In its recent review of the Welfare of Animals Act the Northern Ireland Assembly increased the maximum penalty from two years to five years. It should also be noted that Northern Ireland is currently the only part of the UK that provides for more serious animal welfare offences to be tried in a Crown court. Up in Scotland, the Scottish Government have recently committed to reviewing penalties under the Animal Health and Welfare (Scotland) Act 2006. If we look around the world, we can see that the maximum penalty for animal cruelty in Australia is five years and in Germany it is three years; a maximum of six months, decided by a magistrates court rather than a crown court, seems derisory.
In addition to the examples from our colleagues in the devolved nations, there is a precedent for tougher sentencing in other UK legislation on the treatment of animals. Under the Anti-social Behaviour, Crime and Policing Act 2014, a person can go to prison for three years if their dog injures a guide dog. In 2015, the Law Commission’s review of wildlife law recommended two years’ imprisonment for cruelty towards wildlife.
The lack of sentencing available to the courts severely blunts the Act as the existing jail terms are far too low to deter offenders, especially if we consider the fact that reductions can be given for early guilty pleas and the possibility of suspended rather than custodial sentences.
Such woefully inadequate sentences must be addressed if they are to be punishments that fit the cruelty inflicted on animals. My Bill, seeks to increase the custodial sentence for animal cruelty from six months to five years, in line with the recent changes in Northern Ireland.
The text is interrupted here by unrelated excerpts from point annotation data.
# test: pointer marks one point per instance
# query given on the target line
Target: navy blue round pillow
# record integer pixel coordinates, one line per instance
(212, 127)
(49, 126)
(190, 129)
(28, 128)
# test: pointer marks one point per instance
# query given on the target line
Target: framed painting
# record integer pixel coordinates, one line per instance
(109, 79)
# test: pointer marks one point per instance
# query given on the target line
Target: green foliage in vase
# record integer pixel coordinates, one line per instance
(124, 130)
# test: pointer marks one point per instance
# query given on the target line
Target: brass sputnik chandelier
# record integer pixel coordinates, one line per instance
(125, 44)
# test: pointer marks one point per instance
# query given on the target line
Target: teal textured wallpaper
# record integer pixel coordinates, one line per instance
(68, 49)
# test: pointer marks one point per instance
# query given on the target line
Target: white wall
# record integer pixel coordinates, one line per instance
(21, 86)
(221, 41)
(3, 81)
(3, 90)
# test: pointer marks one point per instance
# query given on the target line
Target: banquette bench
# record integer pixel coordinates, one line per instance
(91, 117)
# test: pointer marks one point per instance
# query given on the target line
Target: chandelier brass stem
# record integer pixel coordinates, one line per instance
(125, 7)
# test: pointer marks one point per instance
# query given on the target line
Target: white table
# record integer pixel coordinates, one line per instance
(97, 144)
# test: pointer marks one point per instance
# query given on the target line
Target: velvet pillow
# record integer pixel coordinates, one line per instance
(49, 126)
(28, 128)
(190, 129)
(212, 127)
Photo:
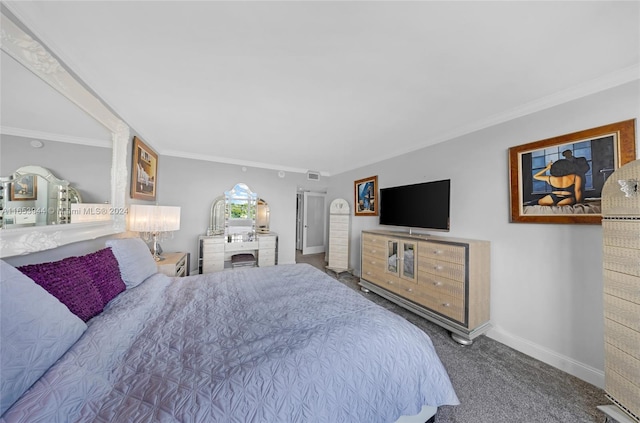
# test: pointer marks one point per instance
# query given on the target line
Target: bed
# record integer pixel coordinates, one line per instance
(279, 344)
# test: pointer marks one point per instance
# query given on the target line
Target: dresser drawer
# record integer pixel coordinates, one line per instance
(374, 241)
(444, 304)
(441, 268)
(267, 242)
(623, 260)
(621, 233)
(339, 223)
(440, 286)
(338, 249)
(622, 311)
(374, 251)
(443, 252)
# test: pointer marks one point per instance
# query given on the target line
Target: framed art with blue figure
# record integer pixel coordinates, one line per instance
(366, 196)
(560, 179)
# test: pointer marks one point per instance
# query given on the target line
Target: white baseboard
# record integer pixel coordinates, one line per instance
(567, 364)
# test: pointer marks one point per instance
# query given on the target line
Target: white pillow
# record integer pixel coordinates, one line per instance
(134, 259)
(37, 330)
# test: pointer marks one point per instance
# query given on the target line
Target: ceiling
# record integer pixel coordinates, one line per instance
(332, 86)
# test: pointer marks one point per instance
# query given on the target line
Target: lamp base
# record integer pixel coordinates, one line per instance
(156, 250)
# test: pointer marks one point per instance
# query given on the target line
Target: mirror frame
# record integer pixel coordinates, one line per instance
(36, 58)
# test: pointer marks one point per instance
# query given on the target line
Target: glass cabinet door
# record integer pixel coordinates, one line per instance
(392, 257)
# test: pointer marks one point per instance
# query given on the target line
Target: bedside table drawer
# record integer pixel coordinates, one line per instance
(174, 264)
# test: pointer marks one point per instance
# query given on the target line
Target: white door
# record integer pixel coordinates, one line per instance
(313, 231)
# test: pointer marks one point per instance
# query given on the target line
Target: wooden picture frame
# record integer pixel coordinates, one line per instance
(542, 172)
(144, 171)
(366, 196)
(25, 188)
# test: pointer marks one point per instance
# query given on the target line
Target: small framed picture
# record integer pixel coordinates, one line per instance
(366, 196)
(144, 171)
(560, 179)
(25, 188)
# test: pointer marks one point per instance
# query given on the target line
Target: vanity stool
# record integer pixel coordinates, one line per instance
(243, 260)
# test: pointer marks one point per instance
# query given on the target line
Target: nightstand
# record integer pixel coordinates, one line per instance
(174, 264)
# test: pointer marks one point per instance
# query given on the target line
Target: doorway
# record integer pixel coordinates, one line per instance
(310, 225)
If we are to continue declaring ourselves a nation of animal lovers, it is about time we showed it by sending out the message that we take animal cruelty seriously.
I would like thank the RSPCA, the Dogs Trust, Battersea Dogs Home and the League Against Cruel Sports for their support for my Bill. I place on record my particular thanks to the staff at the RSPCA, who do a fantastic job dealing with some horrific cases and some situations that require real bravery. I would also like to thank my community in Redcar and Teesside who have shown their compassion and their true love for animals in the way they have responded to these terrible acts, with vigils, memorials and determined support to help me change the law.
Finally, I want to say a word about Baby the bulldog and the dog named Scamp, because this is their Bill.
We will probably never know the full level of cruelty and torture these silent and defenceless animals endured. We can only begin to imagine the pain they experienced and the fear they felt. We cannot undo the suffering that has been done to them, but we can show each other that this kind of cruelty has no place in our communities, and that such depraved behaviour will face the punishment that it deserves. I am grateful for having been able to introduce this debate. I urge the House to put right the injustice by supporting my Bill.